Будь этот жест еще в обычае, ваше преосвященство, я поцеловал бы землю. Но раз он ушел в прошлое, я просто распрямлю свои старые кости и встану, чтобы поприветствовать ваше появление так же, как это сделали почтенные братья.

Для меня большая честь, что вы, ваше преосвященство, вновь соблаговолили почтить нашу маленькую группу своим присутствием и уж тем более – услышать, как далеко вы продвинулись в изучении записей моего рассказа. Однако должен признаться, что некоторые вопросы, которые пытливо задает ваше преосвященство касательно уже изложенных мной ранее событий заставляют меня в смущении, даже в некотором стыде, опустить веки.

Да, ваше преосвященство, на протяжении всех тех лет взросления, о которых шла речь, я и моя сестра продолжали получать плотское удовольствие друг от друга. Да, ваше преосвященство, мы, конечно, понимали, что предаемся греху.

Скорее всего, Тцитцитлини знала об этом с самого начала, но я был моложе и лишь со временем стал сознавать, что мы с ней занимаемся чем-то непозволительным. Потом, уже повзрослев, я понял, что наши женщины всегда узнавали о тайнах плоти раньше мужчин, и подозреваю, что то же самое справедливо по отношению к женщинам всех рас, включая и вашу, белую. Ибо похоже, что девицы повсюду склонны с малолетства шушукаться, пересказывая одна другой на ушко секреты, выведанные ими насчет своих и мужских тел, а равно и общаться со вдовами и старухами, которые – может быть, потому, что их собственные соки давно засохли, – радостно или злокозненно норовят наставлять молодых девушек в женских хитростях, уловках и обманах.
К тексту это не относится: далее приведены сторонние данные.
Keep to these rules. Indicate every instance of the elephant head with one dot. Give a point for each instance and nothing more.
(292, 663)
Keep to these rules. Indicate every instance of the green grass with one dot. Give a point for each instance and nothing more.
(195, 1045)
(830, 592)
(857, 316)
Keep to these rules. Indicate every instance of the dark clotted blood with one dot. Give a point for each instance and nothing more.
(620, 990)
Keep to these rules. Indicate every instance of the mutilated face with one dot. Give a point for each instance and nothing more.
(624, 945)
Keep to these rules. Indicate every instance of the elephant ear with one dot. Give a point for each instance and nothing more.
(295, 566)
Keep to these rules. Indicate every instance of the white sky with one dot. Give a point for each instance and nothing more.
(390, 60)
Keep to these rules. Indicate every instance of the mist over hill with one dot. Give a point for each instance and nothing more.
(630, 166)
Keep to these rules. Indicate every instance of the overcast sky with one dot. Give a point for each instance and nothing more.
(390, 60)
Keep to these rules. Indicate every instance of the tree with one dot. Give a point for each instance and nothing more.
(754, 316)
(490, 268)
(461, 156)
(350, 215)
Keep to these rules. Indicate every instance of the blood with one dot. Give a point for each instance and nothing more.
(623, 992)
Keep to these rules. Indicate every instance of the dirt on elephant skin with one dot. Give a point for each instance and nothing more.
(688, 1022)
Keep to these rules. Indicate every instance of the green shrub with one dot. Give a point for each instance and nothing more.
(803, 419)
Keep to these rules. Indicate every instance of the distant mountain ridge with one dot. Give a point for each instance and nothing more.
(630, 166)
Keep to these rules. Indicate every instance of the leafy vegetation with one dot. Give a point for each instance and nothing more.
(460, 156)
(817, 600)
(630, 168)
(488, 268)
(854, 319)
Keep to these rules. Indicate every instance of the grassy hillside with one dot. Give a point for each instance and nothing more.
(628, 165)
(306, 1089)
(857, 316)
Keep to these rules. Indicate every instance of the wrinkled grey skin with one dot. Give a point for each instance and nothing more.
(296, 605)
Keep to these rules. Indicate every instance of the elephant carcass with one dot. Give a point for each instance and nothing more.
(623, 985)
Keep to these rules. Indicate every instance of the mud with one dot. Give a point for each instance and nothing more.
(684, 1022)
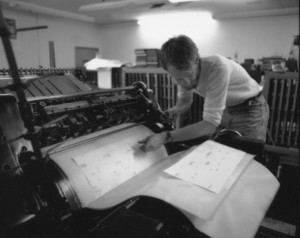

Я сожалею о том, что недостаточно пока сведущ в новой христианской религии, чтобы знать обо всех ее правилах и предписаниях на эту тему, хотя предполагаю, что она косо смотрит на любые соития, кроме производящихся венчанными супругами-христианами ради появления на свет христианских младенцев. Ведь даже у нас, язычников, существовало множество законов и огромное количество обычаев, ограничивавших эту сторону жизни.

Незамужней девушке предписывалось хранить целомудрие, а ранние замужества не поощрялись жрецами, ибо в таком случае женщине пришлось бы в своей жизни слишком много и часто рожать. А где было жить и чем питаться слишком многочисленному потомству? Правда, девушка могла не выходить замуж, а стать ауаниме, оказывающей плотские услуги воинам. Это занятие, хотя и не пользовалось особым уважением, считалось вполне законной профессией. Девица, непригодная для брака в силу уродства или какого-либо физического недостатка, могла стать платной маатиме. Находились также девушки, сознательно сохранявшие невинность, чтобы снискать честь быть принесенными в жертву на какой-нибудь церемонии, где требовалась девственница, а некоторые поступали так, чтобы, подобно вашим монахиням, до конца своих дней быть прислужницами при храмах. Правда, состояли они не столько при храмах, сколько при жрецах, а потому люди много чего болтали насчет того, в чем именно заключалась их служба и как долго сохранялась их девственность.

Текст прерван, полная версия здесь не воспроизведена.